“I’m Finnish, my husband moved from Ghana to be with me”.
“I’m from Britain, my partner is Finnish and we are temporarily(!) living with his parents”.
You have taken the leap to a new country to live with your spouse, a native. This is what both of you longed for and prepared for. Still, as you pick your way through the labyrinth of immigration procedures, feel the constraints of not being able to have your own bank account (despite regulations saying you are entitled), not being eligible for a contract with phone companies and face the fact that employment possibilities as well as social contacts are curtailed by your lack of local language skills, issues pertaining to autonomy and independence become manifest.
Autonomy concerns the sense of being able to regulate oneself, of one’s acts being self-determined rather than compelled. If we experience many of our actions as having been imposed from outside, as sometimes happens when we deal with the nitty-gritty of immigrating, our sense of autonomy may be undermined. Then it helps to reflect that these behaviours are in aid of something we value and have chosen, e.g. a close and loving partnership. Adjustment in a new environment and sense of wellbeing are enhanced by factors that support autonomy. For instance, your move to a new country may provide opportunities to do something you have always wanted to; grab hold of the chance! As you find ways of living in a partnership and make compromises you may want to take seriously and to act on urges to “do your own thing” every now and then.

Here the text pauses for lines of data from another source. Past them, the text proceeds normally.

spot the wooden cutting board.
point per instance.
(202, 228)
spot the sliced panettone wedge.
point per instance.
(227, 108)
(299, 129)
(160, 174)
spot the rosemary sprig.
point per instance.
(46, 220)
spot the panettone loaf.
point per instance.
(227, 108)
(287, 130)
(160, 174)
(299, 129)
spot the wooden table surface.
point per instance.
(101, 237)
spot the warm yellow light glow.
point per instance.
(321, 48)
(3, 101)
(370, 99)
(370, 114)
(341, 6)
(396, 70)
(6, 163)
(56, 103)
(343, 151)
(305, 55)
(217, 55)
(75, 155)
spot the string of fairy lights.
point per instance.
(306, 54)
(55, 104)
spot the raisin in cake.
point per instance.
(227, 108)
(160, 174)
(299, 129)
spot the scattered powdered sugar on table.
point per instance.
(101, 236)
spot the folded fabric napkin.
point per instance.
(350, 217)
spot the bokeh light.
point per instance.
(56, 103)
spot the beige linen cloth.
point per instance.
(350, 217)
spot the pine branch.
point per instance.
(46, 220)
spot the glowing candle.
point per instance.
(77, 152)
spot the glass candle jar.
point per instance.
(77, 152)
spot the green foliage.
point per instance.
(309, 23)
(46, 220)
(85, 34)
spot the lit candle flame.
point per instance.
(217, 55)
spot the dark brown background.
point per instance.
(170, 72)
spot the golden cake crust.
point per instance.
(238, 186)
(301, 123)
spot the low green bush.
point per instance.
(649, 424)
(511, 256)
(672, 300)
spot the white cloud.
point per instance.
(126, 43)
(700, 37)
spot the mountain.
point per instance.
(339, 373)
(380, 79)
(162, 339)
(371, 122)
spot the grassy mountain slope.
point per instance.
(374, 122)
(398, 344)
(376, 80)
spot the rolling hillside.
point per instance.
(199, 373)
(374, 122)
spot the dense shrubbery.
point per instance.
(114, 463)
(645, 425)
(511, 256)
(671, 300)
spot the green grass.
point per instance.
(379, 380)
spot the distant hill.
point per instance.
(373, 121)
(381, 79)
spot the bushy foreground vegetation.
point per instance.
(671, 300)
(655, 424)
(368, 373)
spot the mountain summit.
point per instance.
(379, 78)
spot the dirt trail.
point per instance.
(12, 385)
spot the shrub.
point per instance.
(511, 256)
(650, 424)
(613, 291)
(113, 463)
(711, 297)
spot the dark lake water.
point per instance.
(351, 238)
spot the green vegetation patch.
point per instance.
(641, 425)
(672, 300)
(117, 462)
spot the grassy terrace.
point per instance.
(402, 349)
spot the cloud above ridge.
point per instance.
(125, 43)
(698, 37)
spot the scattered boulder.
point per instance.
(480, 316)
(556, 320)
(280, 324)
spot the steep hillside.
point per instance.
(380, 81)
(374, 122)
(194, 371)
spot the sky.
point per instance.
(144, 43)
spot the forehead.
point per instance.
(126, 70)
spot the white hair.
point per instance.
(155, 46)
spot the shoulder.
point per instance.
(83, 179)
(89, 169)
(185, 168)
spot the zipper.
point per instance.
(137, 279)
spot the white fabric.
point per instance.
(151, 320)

What does this letter – in impossible Finnish – mean? How do I keep mobile in the public transport system – especially when the app that is supposed to direct me has stopped functioning along with the rest of my iPhone due to the freezing weather conditions? How do I ask my partner for financial support (and how can s/he give the support in a way that respects my need for independence)?
A migrant’s sense of independence can be undermined when everything is strange and resources like skills, knowledge and life experience seem useless or irrelevant in the new context. “Not-knowing” can be frustrating and induce a sense of helplessness.
Could you brainstorm with your partner, friends or a professional how your seemingly useless resources may be (made) relevant in your new context? Are you aware of the range of possibilities your new environment offers to augment and refine your skills and knowledge or to become involved in meaningful activities? Your partner, other migrants and various media can give you many ideas in this regard. While “not-knowing” may impact negatively on one’s sense of independence it can also generate curiosity and a sense of wonder.
It is possible that neither you nor your partner understood the extent to which you would be dependent on him/her as a native of the country. If this is the case, re-viewing and understanding your decision to immigrate as involving a choice to be dependent on your partner, at least for a while, may enhance your sense of autonomy.
Especially if you are from an individualistically inclined social and cultural context, it may require considerable mental and emotional gymnastics to realize that asking for help and accepting it gracefully is a worthwhile experience and skill. Remembering what it feels like to give and creating opportunities for you to give can help you in the process.
Paljon kärsivällisyyttä sinulle ja sinun puolisollesi!